A falta de una norma comunitaria y estatal, que sería impugnada por invasión de competencias, el uso de los dispositivos depende del reglamento de cada centro. Es calibrado y aprobado por su consejo escolar, donde tienen representación profesores, alumnos y padres.

Así, dentro de un mismo territorio o localidad hay colegios que consienten estos dispositivos con unas normas razonables de uso, y otros con una prohibición a rajatabla. Entre los primeros es habitual permitir su empleo en los recreos. Hay centros que los requisan a la entrada y algunos que permiten su entrada pero limitan su uso a los aseos y otros espacios escondidos.

Rendimiento y acoso

El debate, según los pedagogos, es si se trata de una herramienta para educar o debe ser restringida por su poder de distracción y jugueteo, con sus repercusiones en el rendimiento escolar.

Una investigación de la London School of Economics, realizada con 130.000 alumnos de 16 años, asegura que las escuelas que prohíben a los estudiantes llevar el móvil a clase han visto una clara mejora en los resultados de las pruebas académicas.

Impacto en los alumnos

"El impacto equivale a una hora adicional de clases por semana, o a aumentar el año escolar en cinco días", según los autores.
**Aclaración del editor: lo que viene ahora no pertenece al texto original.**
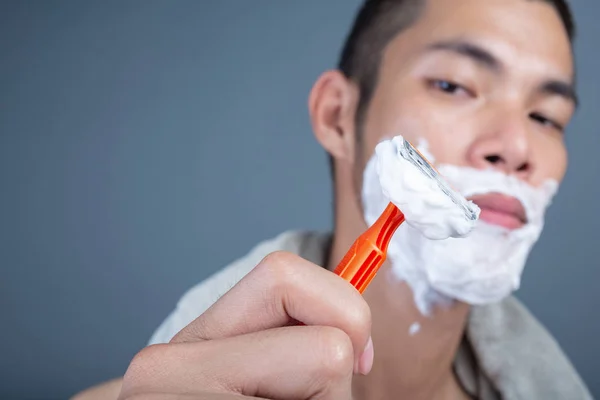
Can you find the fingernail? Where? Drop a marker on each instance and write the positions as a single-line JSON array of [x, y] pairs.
[[365, 363]]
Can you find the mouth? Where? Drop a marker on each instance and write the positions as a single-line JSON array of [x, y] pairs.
[[501, 210]]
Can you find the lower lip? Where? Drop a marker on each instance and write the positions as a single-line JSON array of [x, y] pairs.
[[501, 219]]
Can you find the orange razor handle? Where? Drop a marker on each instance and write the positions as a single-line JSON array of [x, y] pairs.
[[368, 253]]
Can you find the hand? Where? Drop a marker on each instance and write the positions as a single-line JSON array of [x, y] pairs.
[[249, 343]]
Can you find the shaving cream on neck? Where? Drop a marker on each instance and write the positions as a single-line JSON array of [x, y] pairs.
[[481, 268]]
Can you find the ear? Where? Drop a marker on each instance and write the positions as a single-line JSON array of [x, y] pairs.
[[332, 105]]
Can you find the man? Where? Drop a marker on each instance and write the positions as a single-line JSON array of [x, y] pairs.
[[488, 84]]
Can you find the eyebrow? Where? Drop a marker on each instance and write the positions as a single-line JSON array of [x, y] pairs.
[[464, 48], [487, 60], [563, 89]]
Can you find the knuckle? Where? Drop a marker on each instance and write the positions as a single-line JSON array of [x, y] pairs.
[[278, 268], [336, 353], [146, 358], [360, 316]]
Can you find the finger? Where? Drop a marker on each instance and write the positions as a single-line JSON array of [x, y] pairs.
[[282, 363], [282, 289]]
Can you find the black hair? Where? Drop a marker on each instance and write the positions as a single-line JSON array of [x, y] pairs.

Sin embargo, aseguran que los teléfonos y otras tecnologías pueden utilizarse para mejorar el aprendizaje. Otro estudio de la Universidad Autónoma de Barcelona afirma que el fracaso escolar registra un "incremento lineal" a medida que aumentan las horas dedicadas a los soportes tecnológicos y se reduce el control de los móviles.

Pero además, estos teléfonos inteligentes pueden servir para fotografiar y acosar a compañeros y profesores. Un 10% de los adolescentes españoles ha sufrido mobbing (acoso) en alguna ocasión y uno de cada cuatro de ellos responde a una práctica de ciberacoso, según la ONG internacional Bullying Sin Fronteras.

Dudas sindicales

El sindicato CCOO advierte de que los alumnos también se distraían antes, por ejemplo mandándose "notitas", y que prohibirlos es poco menos que "poner puertas al campo". Afirma que puede generar conflictos y "fomentar una especie de clandestinidad".

"La cuestión es cómo regularlos, cuándo y para qué utilizarlos”, observan en UGT. Los docentes de las dos formaciones sindicales son partidarios de no permitirlos en la Educación Primaria, hasta los 12 años. Pero desde Secundaria, el móvil se podría incorporar como instrumento educativo en el proyecto del centro, igual que ocurrió con los portátiles o las pizarras digitales.

Reto didáctico

Convertir las escuelas en centros sin móviles aboca al riesgo, según algunos expertos, de que los adolescentes las perciban como elementos ajenos a su realidad, donde la presencia de los dispositivos es constante. "Prohibirlos es dar la espalda a los tiempos en los que vivimos", defiende Leticia Cardenal, presidenta de la confederación estatal laica de padres CEAPA.

Cardenal se muestra más partidaria de "dar pautas y normas para hacer un buen uso". Pero este reto es complicado. En muy pocas de las 28.000 escuelas e institutos de toda España se utiliza el móvil como la gran herramienta didáctica que podría ser.